Many clubs are enlisting the support of their communities. Rotarians in Australia and New Zealand, in cooperation with 20th Century Fox, held a benefit screening of the movie Conviction at 36 theaters in February, netting $54,000 for Rotary’s challenge. A fashion show sponsored by the Rotary Club of Fremont Warm Springs Sunrise, California, USA, garnered more than $52,000 in March. And in a weeklong project organized by the Rotary Club of Pondicherry-Cosmos, Pondicherry, India, 3,000 students at Petit Seminaire Higher Secondary School raised $25,000.
Walking in Tanzania to end polio
More than 320 Rotarians and friends of Rotary walked through Moshi, Kilimanjaro, Tanzania, in June, raising about $38,000 and boosting awareness of the disease. A marching band, polio surviors, and Rotarians wearing red End Polio Now T-shirts led the walk, organized by the Rotary Club of Moshi and several others.
Reginald Mengi, founder and executive chair of IPP Group, one of the largest conglomerates in East Africa, called on businesses to help eradicate polio. Leading by example, Mengi contributed $32,000 to the event.
"This is called corporate social responsibility," he said. "You must give back to the community."
Both Mengi and Stephen Mwanje, 2010-11 governor of District 9200, encouraged parents to have their children immunized against polio.
"We must be aware and take all measures, since the disease can spread here within a short period of time," Mwanje said.
Rotarians ride in Pennsylvania
District 7370 (Pennsylvania, USA) sponsored a four-day, 330-mile bicycle tour of all 34 of its communities.
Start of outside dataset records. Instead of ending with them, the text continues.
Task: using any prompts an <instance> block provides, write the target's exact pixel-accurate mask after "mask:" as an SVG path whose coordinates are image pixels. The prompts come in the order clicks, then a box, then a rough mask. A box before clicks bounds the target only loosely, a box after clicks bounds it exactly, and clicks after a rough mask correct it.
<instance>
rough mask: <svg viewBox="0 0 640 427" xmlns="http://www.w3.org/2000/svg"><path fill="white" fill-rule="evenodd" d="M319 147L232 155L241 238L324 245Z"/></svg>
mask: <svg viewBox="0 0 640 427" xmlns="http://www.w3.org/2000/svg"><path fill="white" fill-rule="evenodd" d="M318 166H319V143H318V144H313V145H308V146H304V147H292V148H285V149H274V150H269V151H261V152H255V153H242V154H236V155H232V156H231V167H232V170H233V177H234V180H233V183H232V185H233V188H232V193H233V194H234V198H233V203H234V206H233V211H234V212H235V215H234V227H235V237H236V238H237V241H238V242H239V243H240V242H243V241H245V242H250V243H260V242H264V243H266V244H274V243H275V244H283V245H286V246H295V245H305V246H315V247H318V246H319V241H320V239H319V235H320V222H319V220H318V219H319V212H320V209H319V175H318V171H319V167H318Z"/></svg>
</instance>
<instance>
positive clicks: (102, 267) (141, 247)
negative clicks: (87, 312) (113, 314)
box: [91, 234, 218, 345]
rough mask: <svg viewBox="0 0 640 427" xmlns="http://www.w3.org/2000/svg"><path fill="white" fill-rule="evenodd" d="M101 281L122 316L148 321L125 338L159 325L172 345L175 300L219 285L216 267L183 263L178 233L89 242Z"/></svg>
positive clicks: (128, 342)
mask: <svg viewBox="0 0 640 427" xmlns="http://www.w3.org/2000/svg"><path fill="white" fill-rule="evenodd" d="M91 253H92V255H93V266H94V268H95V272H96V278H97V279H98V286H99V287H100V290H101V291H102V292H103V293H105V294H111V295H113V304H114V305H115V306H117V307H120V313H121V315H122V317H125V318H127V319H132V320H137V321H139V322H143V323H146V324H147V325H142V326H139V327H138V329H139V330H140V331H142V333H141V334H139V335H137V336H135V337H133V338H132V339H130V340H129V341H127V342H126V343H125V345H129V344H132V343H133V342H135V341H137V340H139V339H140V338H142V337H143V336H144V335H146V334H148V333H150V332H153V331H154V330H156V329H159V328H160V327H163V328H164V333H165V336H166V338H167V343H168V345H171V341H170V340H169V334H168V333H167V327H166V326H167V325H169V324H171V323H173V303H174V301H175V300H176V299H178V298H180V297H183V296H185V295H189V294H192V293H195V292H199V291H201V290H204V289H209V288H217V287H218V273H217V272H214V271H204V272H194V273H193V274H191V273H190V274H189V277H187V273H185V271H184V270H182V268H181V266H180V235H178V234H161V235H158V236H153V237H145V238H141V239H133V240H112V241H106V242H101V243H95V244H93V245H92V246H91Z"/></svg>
Rotarians and friends donated at least $25 each to ride in the June event, called Rotary Pedals Out Polio.
"Most people made donations online, as 'virtual' riders," said Past District Governor Jeff Coup, who came up with the idea for the tour and has served as the district's PolioPlus subcommittee chair since the program began in 1985. "We also had radio and a lot of newspaper coverage all through the district. Some clubs arranged for police escorts for us as we entered or left town. One arranged a PolioPlus billboard on our route."
The fundraiser netted more than $21,000 for Rotary's challenge. Key to its success, said Coup, was "a great district committee that did the publicity, did a website with all the information, processed all the donations," and handled other tasks. "The event really reawakened awareness of the polio eradication cause in our district among Rotarians and the general public."
Plan for World Polio Day
It’s not too early to plan for World Polio Day, 24 October, an excellent opportunity for your club and district to support the global effort to eradicate the disease.